It is Avery's last cartoon for MGM, which he co-directed with unit animator Michael Lah.note  If such things interest you, a model sheet for the cartoon can be found here.


The short features examples of:

  • Captivity Harmonica: The prisoner's playing it in the beginning.
  • Contrived Coincidence: Of all the places the prisoner pops up after digging his way out a second time he ends up coming out in the Warden's living room, just as he's putting the television set down.
  • Cutlery Escape Aid: A prisoner uses a spoon to dig his way out, taking him twenty years to do so.
  • Deadpan Snarker: Every word of the warden's dialogue is delivered in a calm, almost monotone voice, including his sardonic observations about the "TV shows" he watches in his office. For example, after a "boxing match" (the prisoner punching himself in the face repeatedly so that it looks like someone else punching him) ends in a KO, he drily remarks, "That's a fixed fight if I ever saw one." And when he sees the horse racing has supposedly been cancelled due to rain (the prisoner with a watering can), he mutters, "Hm. Sunny California."
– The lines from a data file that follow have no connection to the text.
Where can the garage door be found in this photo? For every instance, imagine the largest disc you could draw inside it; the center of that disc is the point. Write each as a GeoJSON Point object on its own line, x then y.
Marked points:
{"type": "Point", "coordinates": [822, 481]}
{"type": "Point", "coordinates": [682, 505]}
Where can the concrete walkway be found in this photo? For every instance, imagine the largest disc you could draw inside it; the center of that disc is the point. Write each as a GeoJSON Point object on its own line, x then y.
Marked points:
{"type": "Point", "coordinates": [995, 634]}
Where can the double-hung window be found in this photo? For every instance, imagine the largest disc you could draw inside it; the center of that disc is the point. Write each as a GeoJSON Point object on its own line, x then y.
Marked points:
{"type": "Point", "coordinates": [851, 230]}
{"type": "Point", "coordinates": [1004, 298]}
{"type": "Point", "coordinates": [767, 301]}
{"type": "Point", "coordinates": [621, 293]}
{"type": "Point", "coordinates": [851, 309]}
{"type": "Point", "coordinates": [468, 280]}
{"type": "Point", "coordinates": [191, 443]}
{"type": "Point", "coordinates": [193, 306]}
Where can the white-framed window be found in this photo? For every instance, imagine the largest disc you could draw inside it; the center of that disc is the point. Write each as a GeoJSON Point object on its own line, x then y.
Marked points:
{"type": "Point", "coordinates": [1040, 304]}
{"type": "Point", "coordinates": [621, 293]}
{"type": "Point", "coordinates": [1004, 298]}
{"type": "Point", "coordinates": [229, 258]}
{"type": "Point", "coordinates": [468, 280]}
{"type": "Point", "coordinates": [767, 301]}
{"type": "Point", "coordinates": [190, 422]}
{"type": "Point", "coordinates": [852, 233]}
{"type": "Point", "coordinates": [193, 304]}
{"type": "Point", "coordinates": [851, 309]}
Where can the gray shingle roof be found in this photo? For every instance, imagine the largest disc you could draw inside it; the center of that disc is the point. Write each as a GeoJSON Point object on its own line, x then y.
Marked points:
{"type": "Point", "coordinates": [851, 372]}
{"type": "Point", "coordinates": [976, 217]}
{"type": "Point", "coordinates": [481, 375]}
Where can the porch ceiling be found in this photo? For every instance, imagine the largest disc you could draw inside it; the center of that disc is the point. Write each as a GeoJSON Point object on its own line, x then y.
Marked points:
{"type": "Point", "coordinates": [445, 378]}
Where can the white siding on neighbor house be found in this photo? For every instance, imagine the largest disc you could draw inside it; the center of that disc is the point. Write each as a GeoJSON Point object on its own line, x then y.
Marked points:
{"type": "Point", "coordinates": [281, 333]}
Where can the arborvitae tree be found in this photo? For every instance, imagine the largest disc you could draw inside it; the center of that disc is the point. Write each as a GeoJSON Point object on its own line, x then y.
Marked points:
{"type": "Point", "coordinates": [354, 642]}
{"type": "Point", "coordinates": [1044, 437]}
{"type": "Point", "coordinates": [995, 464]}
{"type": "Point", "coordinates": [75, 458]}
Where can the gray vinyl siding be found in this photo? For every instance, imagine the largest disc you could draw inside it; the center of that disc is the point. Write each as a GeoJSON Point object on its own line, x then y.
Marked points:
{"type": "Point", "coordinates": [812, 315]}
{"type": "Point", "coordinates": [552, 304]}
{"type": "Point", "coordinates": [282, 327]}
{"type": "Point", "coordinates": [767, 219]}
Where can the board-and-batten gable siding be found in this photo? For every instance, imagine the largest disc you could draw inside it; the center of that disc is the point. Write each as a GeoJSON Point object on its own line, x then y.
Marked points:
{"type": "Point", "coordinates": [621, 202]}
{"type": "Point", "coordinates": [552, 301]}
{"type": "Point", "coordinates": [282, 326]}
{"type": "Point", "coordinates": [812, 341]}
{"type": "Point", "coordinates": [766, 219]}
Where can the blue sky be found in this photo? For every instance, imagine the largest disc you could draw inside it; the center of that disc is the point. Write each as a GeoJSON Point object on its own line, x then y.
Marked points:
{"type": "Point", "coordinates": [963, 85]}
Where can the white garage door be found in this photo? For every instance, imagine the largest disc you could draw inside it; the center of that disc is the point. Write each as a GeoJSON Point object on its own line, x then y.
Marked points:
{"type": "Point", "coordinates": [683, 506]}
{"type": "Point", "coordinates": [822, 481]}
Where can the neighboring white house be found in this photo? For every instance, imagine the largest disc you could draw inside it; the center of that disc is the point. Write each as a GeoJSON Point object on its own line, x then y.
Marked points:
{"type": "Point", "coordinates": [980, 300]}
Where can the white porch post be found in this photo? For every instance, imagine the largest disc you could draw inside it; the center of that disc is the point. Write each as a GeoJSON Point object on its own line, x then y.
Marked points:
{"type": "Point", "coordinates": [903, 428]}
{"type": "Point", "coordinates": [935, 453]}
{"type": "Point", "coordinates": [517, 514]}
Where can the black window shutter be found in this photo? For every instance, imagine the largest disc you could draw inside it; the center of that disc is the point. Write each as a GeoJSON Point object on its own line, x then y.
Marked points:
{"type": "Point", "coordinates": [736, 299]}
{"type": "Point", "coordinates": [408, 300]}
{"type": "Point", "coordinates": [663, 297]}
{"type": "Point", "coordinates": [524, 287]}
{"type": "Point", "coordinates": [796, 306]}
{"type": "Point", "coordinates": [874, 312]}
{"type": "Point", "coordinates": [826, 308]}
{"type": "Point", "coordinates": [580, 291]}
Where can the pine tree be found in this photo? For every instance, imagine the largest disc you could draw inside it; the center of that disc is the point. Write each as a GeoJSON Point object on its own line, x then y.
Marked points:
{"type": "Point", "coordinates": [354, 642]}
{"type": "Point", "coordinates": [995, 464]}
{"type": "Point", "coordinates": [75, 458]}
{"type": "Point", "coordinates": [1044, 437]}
  • Eat Dirt, Cheap: As he digs his way out with a spoon, the prisoner suddenly notices the guards coming, and with no time to go to the window without being caught, he has no choice but to eat the dirt.
  • Exploding Calendar: The years rapidly floating towards the camera to signify the passage of time.
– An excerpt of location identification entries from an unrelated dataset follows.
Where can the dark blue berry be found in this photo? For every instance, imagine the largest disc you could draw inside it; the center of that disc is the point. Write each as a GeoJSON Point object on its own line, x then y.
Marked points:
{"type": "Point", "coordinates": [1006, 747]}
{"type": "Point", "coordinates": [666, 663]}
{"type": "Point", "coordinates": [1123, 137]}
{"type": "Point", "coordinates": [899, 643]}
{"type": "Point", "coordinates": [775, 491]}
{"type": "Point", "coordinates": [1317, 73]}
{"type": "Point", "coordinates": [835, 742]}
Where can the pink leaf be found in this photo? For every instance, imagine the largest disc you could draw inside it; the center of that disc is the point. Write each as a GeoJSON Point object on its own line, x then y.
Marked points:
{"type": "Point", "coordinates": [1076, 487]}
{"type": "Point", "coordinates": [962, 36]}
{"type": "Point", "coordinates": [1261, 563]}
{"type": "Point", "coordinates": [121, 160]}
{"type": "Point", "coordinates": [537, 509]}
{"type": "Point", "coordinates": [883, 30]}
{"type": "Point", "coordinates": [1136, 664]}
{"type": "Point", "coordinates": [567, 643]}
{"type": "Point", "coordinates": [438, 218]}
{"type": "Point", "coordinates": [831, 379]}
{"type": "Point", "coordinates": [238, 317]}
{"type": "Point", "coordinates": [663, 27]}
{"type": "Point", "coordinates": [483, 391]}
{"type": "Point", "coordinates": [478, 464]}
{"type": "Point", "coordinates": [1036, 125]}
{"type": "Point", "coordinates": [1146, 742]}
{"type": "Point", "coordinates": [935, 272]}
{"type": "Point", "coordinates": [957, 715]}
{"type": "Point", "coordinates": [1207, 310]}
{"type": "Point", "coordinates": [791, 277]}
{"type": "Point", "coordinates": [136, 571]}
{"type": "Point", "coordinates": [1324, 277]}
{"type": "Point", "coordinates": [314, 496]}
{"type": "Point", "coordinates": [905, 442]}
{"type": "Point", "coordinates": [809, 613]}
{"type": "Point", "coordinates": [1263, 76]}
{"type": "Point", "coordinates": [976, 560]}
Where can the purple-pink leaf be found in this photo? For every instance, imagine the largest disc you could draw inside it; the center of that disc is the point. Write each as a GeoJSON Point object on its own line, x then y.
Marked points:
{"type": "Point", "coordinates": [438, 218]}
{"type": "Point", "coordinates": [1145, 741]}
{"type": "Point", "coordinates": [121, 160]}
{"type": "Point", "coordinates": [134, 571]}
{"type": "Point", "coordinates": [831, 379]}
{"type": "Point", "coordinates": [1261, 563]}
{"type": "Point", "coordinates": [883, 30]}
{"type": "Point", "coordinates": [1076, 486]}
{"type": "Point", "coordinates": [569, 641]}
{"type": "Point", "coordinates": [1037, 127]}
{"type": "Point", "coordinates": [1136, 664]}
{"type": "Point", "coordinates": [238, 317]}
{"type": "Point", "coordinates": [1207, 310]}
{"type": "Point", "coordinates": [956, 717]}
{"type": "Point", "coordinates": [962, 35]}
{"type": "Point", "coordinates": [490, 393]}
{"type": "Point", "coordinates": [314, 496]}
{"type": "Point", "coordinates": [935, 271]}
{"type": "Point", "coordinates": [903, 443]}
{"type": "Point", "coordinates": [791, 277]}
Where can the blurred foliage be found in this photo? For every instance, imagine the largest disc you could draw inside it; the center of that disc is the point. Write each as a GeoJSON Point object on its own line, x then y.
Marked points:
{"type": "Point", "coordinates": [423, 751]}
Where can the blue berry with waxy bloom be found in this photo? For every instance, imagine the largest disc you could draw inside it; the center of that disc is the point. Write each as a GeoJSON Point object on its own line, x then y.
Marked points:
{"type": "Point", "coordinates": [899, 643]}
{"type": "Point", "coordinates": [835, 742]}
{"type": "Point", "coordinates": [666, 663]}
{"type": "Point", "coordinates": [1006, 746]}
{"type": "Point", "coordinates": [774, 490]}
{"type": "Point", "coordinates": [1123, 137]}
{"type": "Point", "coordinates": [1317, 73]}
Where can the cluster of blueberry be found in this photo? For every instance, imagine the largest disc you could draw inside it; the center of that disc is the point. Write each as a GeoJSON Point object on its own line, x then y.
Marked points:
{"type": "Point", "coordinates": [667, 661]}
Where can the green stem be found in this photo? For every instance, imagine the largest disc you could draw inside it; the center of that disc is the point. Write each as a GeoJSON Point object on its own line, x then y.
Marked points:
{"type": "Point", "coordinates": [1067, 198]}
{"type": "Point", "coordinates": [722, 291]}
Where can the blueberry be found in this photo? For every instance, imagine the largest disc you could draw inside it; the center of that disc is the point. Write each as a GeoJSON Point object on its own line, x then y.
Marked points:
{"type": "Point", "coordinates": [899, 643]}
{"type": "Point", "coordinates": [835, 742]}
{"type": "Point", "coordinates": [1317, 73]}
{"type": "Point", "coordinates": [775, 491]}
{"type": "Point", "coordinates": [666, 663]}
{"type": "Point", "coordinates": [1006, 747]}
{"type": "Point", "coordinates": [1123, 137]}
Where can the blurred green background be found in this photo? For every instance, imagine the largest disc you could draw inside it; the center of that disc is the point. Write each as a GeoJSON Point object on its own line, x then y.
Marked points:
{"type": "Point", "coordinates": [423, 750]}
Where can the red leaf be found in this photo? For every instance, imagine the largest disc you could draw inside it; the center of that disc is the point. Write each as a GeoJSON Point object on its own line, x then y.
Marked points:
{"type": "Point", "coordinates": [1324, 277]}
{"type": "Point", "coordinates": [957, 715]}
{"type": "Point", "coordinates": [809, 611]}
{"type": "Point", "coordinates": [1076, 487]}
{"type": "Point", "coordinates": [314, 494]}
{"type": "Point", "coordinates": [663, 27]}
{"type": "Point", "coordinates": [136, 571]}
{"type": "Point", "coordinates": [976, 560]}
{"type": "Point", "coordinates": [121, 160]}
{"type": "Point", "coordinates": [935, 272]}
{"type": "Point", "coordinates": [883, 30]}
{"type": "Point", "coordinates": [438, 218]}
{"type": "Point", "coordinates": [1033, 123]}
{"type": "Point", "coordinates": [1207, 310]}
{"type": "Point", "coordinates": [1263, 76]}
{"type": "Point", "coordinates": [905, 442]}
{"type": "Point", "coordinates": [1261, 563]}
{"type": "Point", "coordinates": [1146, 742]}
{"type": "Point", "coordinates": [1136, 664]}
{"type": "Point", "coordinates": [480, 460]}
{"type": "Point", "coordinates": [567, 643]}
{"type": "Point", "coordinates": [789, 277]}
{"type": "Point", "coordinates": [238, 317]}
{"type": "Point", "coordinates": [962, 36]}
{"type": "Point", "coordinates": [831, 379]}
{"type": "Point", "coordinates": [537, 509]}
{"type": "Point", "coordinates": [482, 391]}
  • Failed a Spot Check: Nobody ever notices the gigantic mountain of dirt right outside the prisoner's window as he digs.
  • Fauxtastic Voyage: The prisoner acting out the TV programs can be seen as a variant of this.
  • Here We Go Again!: The prisoner's second escape attempt leads him back to the same TV, this time in the warden's living room.
  • Irony: Of the tragic kind. The whole reason the prisoner's escape failed was because, while making small talk to quell the warden's suspicions, he randomly mentioned an "anniversary"... thus prompting the warden to remember the forgotten wedding anniversary and hastily buy the TV.
  • Jaw Drop: One heck of a jaw drop when the prisoner realizes where the TV ended up.
  • Longer-Than-Life Sentence: The prisoner has been sentenced to 500 years. The warden gives him the typical "take it on the bright side; it's not forever" one-liner.
  • Master of Disguise: The prisoner is one (and somehow has his disguises in his cell), which helps him keep up the charade in the TV.
  • Not So Stoic: The po-faced jail warden goes into an incredibly goofy dance when watching the "concert" on TV.
  • One-Man Band: The prisoner ends up becoming this for sake of a "TV concert".
  • Prison Episode: How the plot kicks off. It starts with Spike serving up to 500 years in prison, but he has a plan to escape.
  • Stand-In Portrait: The prisoner's antics inside the TV.
  • Tunnel King: The prisoner is able to make a tunnel to escape the prison with a spoon even if it takes twenty years and he digs his way to the warden's office and a second one with his bare hands much faster that leads to the warden's living room.
  • Verbed Title
  • Villainous Breakdown: The prisoner after he ends up back inside the warden's TV at the end.
  • Wig, Dress, Accent: The prisoner's disguises.
  • Writers Cannot Do Math: Spike would have to average over 10,200 spoonfuls every second, working continuously to reach 6,500,004,395,632 in twenty years.